[SPARK-39195][SQL] Spark OutputCommitCoordinator should abort stage when committed file not consistent with task status #36564

AngersZhuuuu · 2022-05-16T08:57:42Z

What changes were proposed in this pull request?

There is a case for current code may cause data correctness issue:

One writing data task commit task success, but the container was killed after commit task, so this task failed, but the data file still remained under committedTaskPath .
DAGScheduler call handleCompletedTask and then call outputCommitCoordinator.taskCompleted, outputCommitCoordinator will remove the lock of failed task's partition.
Then failed task's rerun with an new attempt, the new attempt task call outputCommitCoordinator.canCommit() will return true since the lock of this partition had been removed, then it commit task success, also task final succeed.
Two files remained under this job's attempt path for same partition.
CommitJob commit both two committed task path's data.
Finally data duplicated.

In this pr, we do below since:

When commit task success, executor send an CommitOutputSuccess message to outputCommitCoordinator.
When outputCommitCoordinator handle taskComplete, if task failed but commit success, means data duplicate will happen, we should failed to job.

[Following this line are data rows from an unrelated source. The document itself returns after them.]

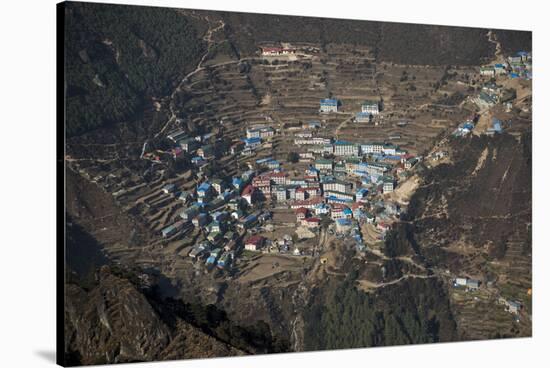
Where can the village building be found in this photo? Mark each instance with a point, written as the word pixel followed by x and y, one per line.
pixel 201 220
pixel 337 186
pixel 254 243
pixel 206 151
pixel 373 147
pixel 249 194
pixel 189 213
pixel 370 107
pixel 343 225
pixel 409 163
pixel 169 188
pixel 324 165
pixel 304 141
pixel 236 147
pixel 343 148
pixel 204 190
pixel 328 105
pixel 487 71
pixel 300 194
pixel 301 213
pixel 176 135
pixel 260 132
pixel 279 193
pixel 188 144
pixel 388 185
pixel 252 142
pixel 338 197
pixel 310 222
pixel 308 203
pixel 263 184
pixel 362 117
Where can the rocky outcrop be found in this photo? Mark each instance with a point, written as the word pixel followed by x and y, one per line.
pixel 114 323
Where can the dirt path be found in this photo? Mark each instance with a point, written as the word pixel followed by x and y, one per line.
pixel 491 36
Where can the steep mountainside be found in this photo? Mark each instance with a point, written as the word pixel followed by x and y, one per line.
pixel 119 57
pixel 113 322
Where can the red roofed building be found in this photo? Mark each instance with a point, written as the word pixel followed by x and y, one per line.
pixel 311 222
pixel 300 194
pixel 249 193
pixel 301 213
pixel 313 192
pixel 308 203
pixel 278 178
pixel 254 242
pixel 263 184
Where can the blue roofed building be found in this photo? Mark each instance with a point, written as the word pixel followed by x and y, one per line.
pixel 328 105
pixel 362 117
pixel 252 142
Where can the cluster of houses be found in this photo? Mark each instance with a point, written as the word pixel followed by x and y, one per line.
pixel 492 94
pixel 516 66
pixel 369 109
pixel 466 283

Why are the changes needed?

Fix data duplicated issue.

Does this PR introduce any user-facing change?

No

How was this patch tested?

…ordinator

…nto SPARK-39195

AngersZhuuuu · 2022-05-24T10:10:37Z

gentle ping @dongjoon-hyun @cloud-fan @HyukjinKwon @srowen Could you take a view of this data correctness issue?

This reverts commit 7642cdb.

This reverts commit 759814b.

This reverts commit 5f5729b.

This reverts commit 796c08c.

This reverts commit 5e6c0be.

…ordinator

AngersZhuuuu · 2022-05-27T11:12:58Z

core/src/main/scala/org/apache/spark/scheduler/OutputCommitCoordinator.scala

+      case Some(state) if attemptFailed(state, stageAttempt, partition, attemptNumber) =>
+        throw new SparkException(s"Authorized committer (attemptNumber=$attemptNumber, " +
+          s"stage=$stage, partition=$partition) failed; but task commit success, " +
+          s"should fail the job")


Seems throw exception here won't stop the job, any suggestion.

AngersZhuuuu · 2022-05-30T23:45:21Z

ping @cloud-fan Could you take a look?

AngersZhuuuu · 2022-07-06T06:57:23Z

Yea

mstebelev · 2023-10-22T22:15:56Z

Hi @AngersZhuuuu. I came across problems with this changes after updating to spark 3.4
I write data to iceberg table with S3 backend and the data upload happens in dataWriter.commit() after coordinator.canCommit was called. So if uploading to S3 fails for some reason, the task fails and the partition data can't be uploaded anymore event in the task's retries, because the failed task remains to be the assigned commiter.
Looks like usually data writing is idempotent, because each partition is written into a separate file and you always can do it again in retrying task without data duplication.

cloud-fan · 2023-10-23T02:50:52Z

I'm surprised that iceberg does not overwrite https://github.com/apache/spark/blob/master/sql/catalyst/src/main/java/org/apache/spark/sql/connector/write/BatchWrite.java#L63

cc @huaxingao @dongjoon-hyun

mstebelev · 2023-10-23T07:28:46Z

🤔 so the option useCommitCoordinator is for appending to the same destination, like inserting rows to a remote database and we don't need it in iceberg?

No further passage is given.